Capturing Multi-Resolution Context by Dilated Self-Attention
Niko Moritz, Takaaki Hori, Jonathan Le Roux

TL;DR
This paper introduces dilated self-attention, combining restricted attention and dilation to efficiently capture multi-resolution context in long sequences, significantly reducing computational costs while maintaining high performance.
Contribution
It proposes a novel dilated self-attention mechanism that balances local and distant information capture with lower computational complexity.
Findings
Achieves ASR performance comparable to full self-attention.
Reduces computational costs significantly.

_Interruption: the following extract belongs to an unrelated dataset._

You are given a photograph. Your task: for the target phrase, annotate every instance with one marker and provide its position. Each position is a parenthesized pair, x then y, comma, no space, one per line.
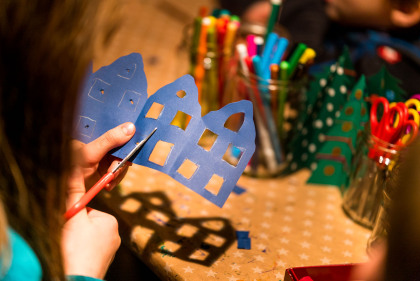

Demonstrates effectiveness of dilation methods like pooling and subsampling.
Abstract
Self-attention has become an important and widely used neural network component that helped to establish new state-of-the-art results for various applications, such as machine translation and automatic speech recognition (ASR). However, the computational complexity of self-attention grows quadratically with the input sequence length. This can be particularly problematic for applications such as ASR, where an input sequence generated from an utterance can be relatively long. In this work, we propose a combination of restricted self-attention and a dilation mechanism, which we refer to as dilated self-attention. The restricted self-attention allows attention to neighboring frames of the query at a high resolution, and the dilation mechanism summarizes distant information to allow attending to it with a lower resolution. Different methods for summarizing distant frames are studied, such as…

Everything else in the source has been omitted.